Local read and write test:

Mounting the file system of JuiceFS to the ClickHouse storage policy, the SSBM test results are as follows:

From a ClickHouse perspective, query performance is comparable to, or even slightly better, than PL0. (PL0 costs a lot more than OSS)

However, in the end we didn’t use JuiceFS for the following reasons:

The entire JuiceFS architecture introduces third-party storage media to hold file metadata.

The use of Redis for metadata storage does not guarantee metadata consistency, and ClickHouse is at risk of losing data if a switch occurs in Redis and metadata is lost.

The metadata store uses MySQL, QPS, and RT to meet the frequency of ClickHouse high-speed file access to metadata.

The metadata store uses TiKV, which increases the complexity of O&M.

Based on the above problems, we want to avoid the introduction of other technology stacks to bring additional operation and maintenance costs, of course, this is not to say that JuiceFS has any drawbacks, but in our case we need to introduce as few other components as possible. It just so happens that we have an off-the-shelf object storage service. So I continued to test the native OSS mounting scheme (that is, the scheme to be discussed below). This survey also gave us an in-depth understanding of the architecture and advantages of JuiceFS, laying the foundation for subsequent application in other scenarios.

2) Scenario 2: ClickHouse + OSS (our final choice of solution)

ClickHouse’s native MergeTree itself supports direct mounting of S3 as a data disk, and we tested based on this feature and the results were as expected.

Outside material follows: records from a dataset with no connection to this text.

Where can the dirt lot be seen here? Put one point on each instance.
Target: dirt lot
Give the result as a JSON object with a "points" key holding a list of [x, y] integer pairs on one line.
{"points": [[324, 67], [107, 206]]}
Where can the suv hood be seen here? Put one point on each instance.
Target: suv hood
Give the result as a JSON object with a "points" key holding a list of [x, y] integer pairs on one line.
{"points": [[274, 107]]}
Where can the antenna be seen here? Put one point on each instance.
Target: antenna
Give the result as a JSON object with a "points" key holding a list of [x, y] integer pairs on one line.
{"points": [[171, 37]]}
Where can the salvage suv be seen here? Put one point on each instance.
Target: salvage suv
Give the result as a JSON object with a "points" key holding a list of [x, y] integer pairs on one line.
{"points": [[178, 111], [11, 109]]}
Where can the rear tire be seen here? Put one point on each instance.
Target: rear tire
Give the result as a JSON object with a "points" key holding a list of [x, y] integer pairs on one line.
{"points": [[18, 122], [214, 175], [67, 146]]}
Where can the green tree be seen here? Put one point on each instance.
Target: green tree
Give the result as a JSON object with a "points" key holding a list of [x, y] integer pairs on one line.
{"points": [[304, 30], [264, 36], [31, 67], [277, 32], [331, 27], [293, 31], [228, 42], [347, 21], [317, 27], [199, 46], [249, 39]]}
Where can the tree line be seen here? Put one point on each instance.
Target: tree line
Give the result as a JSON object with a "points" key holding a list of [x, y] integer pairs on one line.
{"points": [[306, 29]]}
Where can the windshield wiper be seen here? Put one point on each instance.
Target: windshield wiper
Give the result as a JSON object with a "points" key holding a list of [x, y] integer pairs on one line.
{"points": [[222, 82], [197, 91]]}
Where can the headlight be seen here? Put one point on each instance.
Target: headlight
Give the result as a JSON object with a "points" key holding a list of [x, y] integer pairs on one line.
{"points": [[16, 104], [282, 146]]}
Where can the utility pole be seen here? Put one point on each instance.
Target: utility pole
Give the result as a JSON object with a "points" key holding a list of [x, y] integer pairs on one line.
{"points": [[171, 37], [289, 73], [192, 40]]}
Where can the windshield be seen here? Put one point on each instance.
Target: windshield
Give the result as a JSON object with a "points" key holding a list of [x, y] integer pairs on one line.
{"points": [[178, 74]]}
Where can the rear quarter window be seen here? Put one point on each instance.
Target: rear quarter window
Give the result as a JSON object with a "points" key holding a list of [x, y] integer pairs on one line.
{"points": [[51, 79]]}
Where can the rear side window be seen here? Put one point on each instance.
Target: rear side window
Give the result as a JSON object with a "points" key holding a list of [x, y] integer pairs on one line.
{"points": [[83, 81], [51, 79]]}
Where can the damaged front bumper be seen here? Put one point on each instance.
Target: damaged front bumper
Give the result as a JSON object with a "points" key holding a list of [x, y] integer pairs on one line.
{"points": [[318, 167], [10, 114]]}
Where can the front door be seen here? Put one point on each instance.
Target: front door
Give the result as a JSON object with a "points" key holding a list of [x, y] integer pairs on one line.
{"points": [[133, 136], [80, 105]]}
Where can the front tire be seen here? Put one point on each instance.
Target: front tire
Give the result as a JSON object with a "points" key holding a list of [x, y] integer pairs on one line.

Although the official demo is S3, it can also be used because OSS also supports the S3 protocol. It should be noted that endpoint must start with http here, otherwise it cannot be mounted normally.

The storage policy is configured as follows:

Test Conditions:

Write tests, move data from the hot disk to OSS.

OSS writes can be to 7Gb/s.

Rebooting the cluster also starts quickly.

The architecture of this solution is simple and reliable, which is convenient for O&M, and finally we chose to mount OSS directly. When you select OSS, you can save up to 66% on the amount of data archived compared to ESSD PL0. In addition, we apply for a separate OSS bucket for each cluster, which reduces costs and satisfies sufficient write performance. At present, the log platform has begun to migrate the log to meet the archiving strategy, which is believed to save a lot of money.

5. Storage architecture

Based on the above scenario, our log platform storage architecture is as follows:

The architecture takes full advantage of the infrastructure on the cloud, such as:

Based on the ESSD cloud disk, a single-copy storage architecture is implemented (the cloud disk has already implemented multi-copy storage), and if the ClickHouse node fails, the ESSD disk will be migrated together. You can implement hot (memory copy) migration or self-trigger migration;

Based on the local expansion capability of ESSD, the vertical expansion of disk space can be completed without loss, and the service is not affected; For example, the storage space in the early stage is not much, you can give 50% of the budget first, and then expand the capacity as the data volume gradually rises;

Based on the scaling and scaling capability of ECS, it can quickly expand the capacity of nodes or reduce the cost of allocation. Because ClickHouse itself does not have the ability to automate reblance, we can first give more low-allocation nodes, and later carry out vertical upgrade of ECS with the increase of business volume;

Based on low-cost object storage OSS, archive data is stored with little or no access. If you build it yourself through an HDD, you need to invest it all at once. OSS on the cloud can be charged on a per-volume basis, which is relatively cost-effective.

Sixth, summary

This article mainly explains some of the things that the DBA team participated in the business transformation of the logging platform in the previous period, such as table field index design suggestions, expiration policy scheme development, SQL writing and optimization suggestions, and providing cost reduction solutions. Finally, through the efforts of the research and development students of the log platform, we migrated the log platform storage from ES to ClickHouse, which not only obtained high-performance write capabilities, but also saved more than 50% of storage costs.